Выбрать главу

В течение зимы! Пауль так ужаснулся перспективе провести здесь целую зиму, что не нашелся ничего ответить. Хотя в душе он твердо решил ни под каким видом не оставаться в Фельзенеке, но в настоящую минуту всякое противоречие было немыслимо. Как ни спокойно звучали слова Раймонда, но в них заключалось совершенно определенное приказание, и после бесспорного великодушия, которое тот только что проявил, молодой человек считал неудобным сразу открыто противиться его воле. Он поклонился и вышел. Барон махнул ему рукой на прощанье и, снова выйдя на балкон, стал смотреть на вершину горы Гейстершпиц, отчетливо вырисовывавшуюся в своем блестящем снежном одеянии.

Глава 3

Люди нисколько не преувеличивали, уверяя, что владелец Фельзенека сделался притчей во языцех у всех обитателей окрестности. Чем меньше он интересовался светом и вообще людьми, тем более они интересовались им, а полнейшее одиночество и уединение, в котором он жил, давали повод к самым странным слухам. Большей частью эти слухи были так невероятны, что люди благоразумные относили их к области басен, довольствуясь тем, что признавали Раймонда Верденфельса мизантропом самой чистой воды. В самом деле, трудно было иначе объяснить то упорство, с каким он избегал общества и даже случайных встреч. Он был невидим для всех соседей и недоступен для своих служащих, с которыми никогда не имел непосредственных отношений. Далее прислуга, за исключением камердинера, редко видела своего господина. Он никогда не бывал в Верденфельсе или в каком-нибудь другом из своих поместий и словно очертил вокруг Фельзенека заколдованный круг, через который никто не смел переступить, хотя попытки пробраться за него делались неоднократно. Слугам был отдан в этом отношении самый строгий приказ, и он так же строго исполнялся. Двери замка не отворялись ни для кого, кто не был лично приглашен владельцем

Такой образ жизни Раймонда Верденфельса возбуждал в соответствующих кругах не только удивление, но и порицание. Находили просто неслыханным, чтобы человек, призванный, благодаря своему имени, богатству и семейным традициям, занимать одно из первых мест в обществе, отказывался играть какую бы то ни было роль среди помещиков, между которыми он был самым значительным. Ему не могли простить упорного равнодушия к интересам страны и происходящим в ней событиям и считали оскорблением его решительный отказ от всякой общественной деятельности. Он возбуждал всеобщее сильное любопытство, не пользуясь ничьей симпатией.

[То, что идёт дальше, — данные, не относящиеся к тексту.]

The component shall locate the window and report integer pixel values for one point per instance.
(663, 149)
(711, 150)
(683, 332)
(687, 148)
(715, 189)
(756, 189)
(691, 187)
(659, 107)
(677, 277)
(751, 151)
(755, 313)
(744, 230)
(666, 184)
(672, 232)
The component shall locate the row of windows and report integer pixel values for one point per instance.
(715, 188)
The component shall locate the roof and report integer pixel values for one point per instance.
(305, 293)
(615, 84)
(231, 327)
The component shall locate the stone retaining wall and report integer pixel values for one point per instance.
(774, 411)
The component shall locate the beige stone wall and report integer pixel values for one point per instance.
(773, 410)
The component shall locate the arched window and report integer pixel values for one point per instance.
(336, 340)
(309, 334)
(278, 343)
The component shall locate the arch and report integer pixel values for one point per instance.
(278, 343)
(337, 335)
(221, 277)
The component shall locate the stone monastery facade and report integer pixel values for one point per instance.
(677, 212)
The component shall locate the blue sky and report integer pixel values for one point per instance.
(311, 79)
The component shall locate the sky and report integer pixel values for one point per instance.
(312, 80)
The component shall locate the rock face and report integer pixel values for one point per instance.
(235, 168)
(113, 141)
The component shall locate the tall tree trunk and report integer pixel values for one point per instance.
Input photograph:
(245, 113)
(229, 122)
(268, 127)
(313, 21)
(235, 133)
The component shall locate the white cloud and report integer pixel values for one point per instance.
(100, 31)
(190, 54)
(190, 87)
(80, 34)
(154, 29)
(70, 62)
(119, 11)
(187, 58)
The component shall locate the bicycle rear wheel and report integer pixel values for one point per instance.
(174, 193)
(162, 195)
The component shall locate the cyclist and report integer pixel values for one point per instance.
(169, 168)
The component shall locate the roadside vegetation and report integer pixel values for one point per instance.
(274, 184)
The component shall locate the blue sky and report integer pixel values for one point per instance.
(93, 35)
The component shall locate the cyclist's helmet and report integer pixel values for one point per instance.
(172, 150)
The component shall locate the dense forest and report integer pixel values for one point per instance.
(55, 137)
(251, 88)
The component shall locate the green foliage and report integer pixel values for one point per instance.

Но еще хуже были отношения между бароном и сельским населением, которое было настроена к нему просто враждебно, и эта враждебность яснее и резче всего проявлялась в его собственных имениях. Даже многочисленные служащие, занимавшие различные должности в его обширных поместьях и громадных лесных владениях, редко, почти никогда не защищали своего хозяина, хотя долг и не позволял им открыто принимать сторону его противников. Здесь безусловно верили всем слухам, ходившим о Раймонде Верденфельсе, и чем невероятнее были эти слухи, тем упорнее они держались. Какая-то смесь страха, ненависти и суеверия окружала его личность мрачным сказочным ореолом.

Со всеми этими обстоятельствами Пауль Верденфельс был знаком очень поверхностно. До него только изредка доходили слухи о том, что происходило на его родине, и на основании этих слухов и того, что он сам видел и слышал в Фельзенеке, пребывание в замке казалось ему совершенно невозможным. Хотя он уже прекрасно знал, почему его внезапно вызвали из Италии и не мог не признать справедливости этого вызова, но со времени встречи с Раймондом он понял, что «многоуважаемому дядюшке», как называл его Арнольд, было очень неудобно близко сходиться со своим легкомысленным племянником. Барон смотрел на вторжение в его обычное одиночество, как на докучную помеху, но считал своей обязанностью отвлечь от искушений большого света молодого человека, которого он до сих пор предоставлял самому себе. Такого рода искупление грехов было вовсе не по душе Паулю, и он в отвратительнейшем настроении вошел в комнату, где Арнольд распаковывал его вещи.